Nada para cenar, cinco minutos para comer, la nevera tiritando y la tentación, que vive cerca: algo precocinado, comida rápida, una noche más. Un día más. Pero todo tiene remedio: hoy te ofrecemos algunos consejos para ahorrar dinero y (aunque no lo parezca) tiempo a la hora de comer. Ni que decir tiene que, además, ganarás en salud y en sabor con dedicar algo de atención al modo en que te organizas.

Para empezar, sigue dos ideas: invierte y ordena. Por ejemplo: con un kilo de tomates maduros triturados, un diente de ajo, cebolla y aceite puedes preparar una salsa natural para un buen puñado de raciones de pasta o arroz. Puedes envasarla, congelarla y consumirla poco a poco: podrás recurrir a ella cuando no tengas tiempo o ideas y, en el tiempo necesario para cocer algo de pasta tener lista una comida que cuesta menos de un euro por ración. Esto solo te exigirá una mínima inversión de tiempo, pero también de dinero.

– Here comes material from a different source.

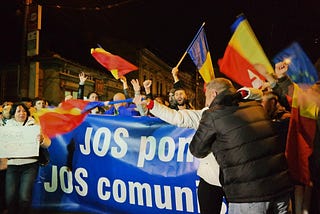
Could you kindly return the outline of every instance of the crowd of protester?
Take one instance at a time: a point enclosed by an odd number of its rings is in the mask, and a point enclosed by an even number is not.
[[[275,76],[268,75],[260,65],[256,65],[256,69],[268,80],[264,88],[237,90],[230,80],[216,78],[206,85],[206,103],[203,109],[193,107],[179,80],[179,70],[176,67],[172,69],[174,83],[167,97],[152,94],[151,80],[145,80],[141,89],[139,81],[132,79],[130,82],[134,99],[128,102],[129,86],[126,77],[122,76],[120,81],[123,93],[114,94],[110,100],[118,102],[110,104],[110,101],[105,101],[103,106],[91,109],[90,113],[159,117],[179,127],[197,129],[190,151],[201,158],[198,168],[198,198],[202,214],[220,213],[223,196],[229,201],[229,213],[320,213],[320,84],[314,84],[301,98],[305,102],[310,100],[315,105],[317,118],[316,136],[313,138],[314,142],[311,142],[313,153],[309,158],[311,183],[306,185],[290,177],[286,161],[287,134],[292,119],[291,104],[287,97],[293,96],[293,82],[286,75],[288,65],[285,62],[276,64]],[[66,96],[64,101],[100,101],[100,96],[95,91],[89,92],[85,97],[86,80],[86,74],[80,73],[77,98]],[[37,112],[47,107],[47,100],[41,97],[21,99],[17,103],[5,101],[0,106],[0,126],[37,124]],[[245,120],[239,119],[242,117]],[[269,129],[270,124],[276,128]],[[233,133],[236,125],[239,130],[232,135],[232,144],[229,142],[231,138],[224,138],[221,132],[228,130]],[[254,127],[255,131],[248,133],[248,127]],[[241,141],[244,136],[246,140]],[[50,146],[50,139],[41,133],[36,138],[41,147]],[[239,148],[243,150],[240,151]],[[74,144],[71,142],[68,146],[67,163],[70,170],[73,150]],[[246,161],[241,162],[240,158],[241,161]],[[0,214],[26,213],[30,209],[30,186],[38,169],[36,161],[34,157],[23,160],[0,159]],[[19,186],[18,180],[24,179],[19,173],[27,170],[32,171],[25,178],[29,179],[29,183]],[[18,194],[19,188],[24,193],[20,191]]]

Leer más: Cómo convivir con una lechuga una semana y no morir por ensalada

Solemos dejarnos engañar por las ofertas del frontal o por estar dispuestos a pagar por ahorrar tiempo pero, de nuevo, es una trampa: sumado, el tiempo que invertimos en una pequeña excursión a por comida preparada o precocinada a lo largo de la semana casi equivale a la hora que nos puede llevar preparar lentejas como para una boda; salsa para sobrevivir a una glaciación o una sencilla pechuga de pollo a la plancha bien acompañada.

Por último, sigue la norma de los tres tercios en tu presupuesto: un tercio para bases (arroz, pasta, legumbres...) que son lo más barato y duradero; un tercio para alimentos frescos y del día a día (carnes, pescados, verduras y frutas); y un tercio para cuidar aquello que marca la diferencia como condimentos que te gusten, un buen aceite o darte algún capricho.